シュロスバーグは、アメリカのキャリアカウンセリングの理論家・実践家です。シュロスバーグは、トランジションは様々な人生上の出来事であり、トランジション・転機を次のように、3つの種類に分けて考えました。

  • 期待していたことが起きたとき(anticipated transitions)
  • 期待していたことが起こらなかったとき(non-event transitions)
  • 予期していなかった出来事が起きたとき(unanticipated transitions)

3つの出来事に遭遇することがトランジションであり、人は悩みや葛藤を抱えやすい時期であると考えました。

トランジションを乗り越えるために提唱したのが、4Sシステムです。4Sとは、ポイントとなる要素の「Situation (状況)」「Self (自己)」「Support (支援)」「Strategy(戦略)」それぞれの言葉の頭文字をとったものです。

人が人生の転機に直面したとき、どのように自らのキャリアを方向付けていくかという点において、非常に実践的な枠組みであると言えます。
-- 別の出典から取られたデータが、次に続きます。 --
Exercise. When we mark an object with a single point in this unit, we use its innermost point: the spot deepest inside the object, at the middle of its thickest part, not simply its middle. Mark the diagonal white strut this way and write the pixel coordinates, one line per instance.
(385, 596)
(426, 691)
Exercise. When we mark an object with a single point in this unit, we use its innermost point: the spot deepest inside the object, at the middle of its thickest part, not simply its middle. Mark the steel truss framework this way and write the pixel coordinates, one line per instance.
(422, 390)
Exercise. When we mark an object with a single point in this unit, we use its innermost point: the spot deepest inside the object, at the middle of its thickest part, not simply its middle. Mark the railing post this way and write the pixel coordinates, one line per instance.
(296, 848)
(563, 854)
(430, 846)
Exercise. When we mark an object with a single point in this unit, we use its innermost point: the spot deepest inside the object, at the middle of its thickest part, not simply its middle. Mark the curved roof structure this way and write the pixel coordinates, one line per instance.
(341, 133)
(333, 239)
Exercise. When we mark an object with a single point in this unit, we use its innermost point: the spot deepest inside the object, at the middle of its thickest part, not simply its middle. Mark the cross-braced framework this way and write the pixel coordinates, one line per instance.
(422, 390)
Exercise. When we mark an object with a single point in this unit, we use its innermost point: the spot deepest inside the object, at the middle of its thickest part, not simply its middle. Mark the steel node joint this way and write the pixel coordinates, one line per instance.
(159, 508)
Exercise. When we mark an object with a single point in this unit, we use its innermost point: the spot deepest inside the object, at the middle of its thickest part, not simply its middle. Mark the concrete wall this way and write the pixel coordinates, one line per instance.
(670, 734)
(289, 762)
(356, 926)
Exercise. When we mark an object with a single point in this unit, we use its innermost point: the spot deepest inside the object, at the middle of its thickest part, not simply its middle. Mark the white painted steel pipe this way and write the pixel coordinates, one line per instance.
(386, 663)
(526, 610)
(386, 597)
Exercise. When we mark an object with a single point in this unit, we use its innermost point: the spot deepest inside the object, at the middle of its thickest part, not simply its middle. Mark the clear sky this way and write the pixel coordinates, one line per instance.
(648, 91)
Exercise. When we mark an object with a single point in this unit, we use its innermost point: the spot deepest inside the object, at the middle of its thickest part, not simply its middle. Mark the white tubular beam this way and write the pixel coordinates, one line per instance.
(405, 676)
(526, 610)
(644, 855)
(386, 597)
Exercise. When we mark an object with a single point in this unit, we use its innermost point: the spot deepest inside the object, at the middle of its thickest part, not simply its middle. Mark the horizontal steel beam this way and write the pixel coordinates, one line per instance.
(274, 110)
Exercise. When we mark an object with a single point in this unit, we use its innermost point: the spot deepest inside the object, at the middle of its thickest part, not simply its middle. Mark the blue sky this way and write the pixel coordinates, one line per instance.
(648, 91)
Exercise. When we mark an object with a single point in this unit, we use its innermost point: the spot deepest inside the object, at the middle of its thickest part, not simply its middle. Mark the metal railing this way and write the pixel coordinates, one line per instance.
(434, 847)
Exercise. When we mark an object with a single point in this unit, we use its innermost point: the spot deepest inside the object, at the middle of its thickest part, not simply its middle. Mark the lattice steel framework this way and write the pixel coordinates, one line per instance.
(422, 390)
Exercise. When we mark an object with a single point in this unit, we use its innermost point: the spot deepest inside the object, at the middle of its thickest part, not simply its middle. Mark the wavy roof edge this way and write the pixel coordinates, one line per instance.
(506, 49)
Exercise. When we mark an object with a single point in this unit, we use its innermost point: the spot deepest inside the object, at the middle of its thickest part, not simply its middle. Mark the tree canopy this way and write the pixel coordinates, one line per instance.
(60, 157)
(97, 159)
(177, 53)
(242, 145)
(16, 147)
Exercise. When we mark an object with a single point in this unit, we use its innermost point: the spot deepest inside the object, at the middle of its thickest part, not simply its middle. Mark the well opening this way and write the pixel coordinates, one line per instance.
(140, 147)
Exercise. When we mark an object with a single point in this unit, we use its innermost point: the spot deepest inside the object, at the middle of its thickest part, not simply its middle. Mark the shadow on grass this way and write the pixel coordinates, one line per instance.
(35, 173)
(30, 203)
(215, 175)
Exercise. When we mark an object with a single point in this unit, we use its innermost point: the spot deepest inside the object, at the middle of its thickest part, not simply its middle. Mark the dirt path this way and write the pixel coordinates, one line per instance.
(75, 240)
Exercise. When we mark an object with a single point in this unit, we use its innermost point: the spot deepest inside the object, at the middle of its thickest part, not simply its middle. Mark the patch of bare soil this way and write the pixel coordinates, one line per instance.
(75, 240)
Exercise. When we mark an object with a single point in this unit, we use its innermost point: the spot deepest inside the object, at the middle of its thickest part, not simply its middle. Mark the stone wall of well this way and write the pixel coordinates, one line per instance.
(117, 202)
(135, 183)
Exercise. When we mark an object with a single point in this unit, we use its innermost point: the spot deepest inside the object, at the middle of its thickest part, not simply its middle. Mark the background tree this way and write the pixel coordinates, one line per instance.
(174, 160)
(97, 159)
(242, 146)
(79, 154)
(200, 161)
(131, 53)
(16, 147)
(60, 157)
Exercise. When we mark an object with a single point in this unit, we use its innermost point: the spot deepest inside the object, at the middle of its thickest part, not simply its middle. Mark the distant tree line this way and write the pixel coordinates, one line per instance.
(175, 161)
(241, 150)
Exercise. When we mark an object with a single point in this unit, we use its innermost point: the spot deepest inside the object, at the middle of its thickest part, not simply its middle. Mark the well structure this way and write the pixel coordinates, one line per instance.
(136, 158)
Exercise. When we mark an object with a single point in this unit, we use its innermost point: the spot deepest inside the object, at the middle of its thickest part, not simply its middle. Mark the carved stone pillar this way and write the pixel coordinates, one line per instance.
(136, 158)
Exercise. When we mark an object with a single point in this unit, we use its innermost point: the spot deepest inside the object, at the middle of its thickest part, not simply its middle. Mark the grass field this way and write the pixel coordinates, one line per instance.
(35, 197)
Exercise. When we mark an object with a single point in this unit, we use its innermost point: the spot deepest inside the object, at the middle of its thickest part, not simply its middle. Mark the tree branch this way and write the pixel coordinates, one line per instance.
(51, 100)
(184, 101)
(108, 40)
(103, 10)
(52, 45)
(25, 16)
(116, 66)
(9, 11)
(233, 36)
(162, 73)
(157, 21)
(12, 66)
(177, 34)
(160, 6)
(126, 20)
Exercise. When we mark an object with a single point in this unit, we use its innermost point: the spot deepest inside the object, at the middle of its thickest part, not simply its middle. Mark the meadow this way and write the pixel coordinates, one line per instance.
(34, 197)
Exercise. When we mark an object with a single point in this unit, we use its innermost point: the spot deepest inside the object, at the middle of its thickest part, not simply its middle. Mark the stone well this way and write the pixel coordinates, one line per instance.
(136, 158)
経営者・人事担当者にとってのトランジション活用メリット

経営者・人事担当者が、誰もが人生で直面する「トランジション」の定義と概要を知っておくことは非常にメリットが大きいと言えるでしょう。なぜなら、レビンソンのトランジションで言えば、人はある一定の年齢で、同じ様な悩みや葛藤を抱える傾向にあります。

シュロスバーグのトランジションで言えば、期待していたことが起きた時・起きなかった時、あるいは予期せぬ出来事が起きたときなどに、人は葛藤を抱えるとしています。つまりは会社の変化により、従業員にトランジションが起こる可能性があるということです。

これらを経営者や人事が理解しておくと、会社の方針転換・戦略変更時の従業員への配慮・対応がより適切な形で実現可能です。

VUCAワールド×従業員のトランジションを考えよう

トランジションとは移行期や過渡期という意味であり、人生の転機となる出来事に遭遇している段階を指します。

VUCAワールドにおかれている企業は、様々な形で会社の方針転換(プロジェクトの中断・終了、事業売却、RPAなど機械への代替など)を図ることとなります。そういった時代において、人事担当者として従業員のトランジションを考えることは、中長期的に活躍し働いてもらうための一つの道標になるのではないでしょうか。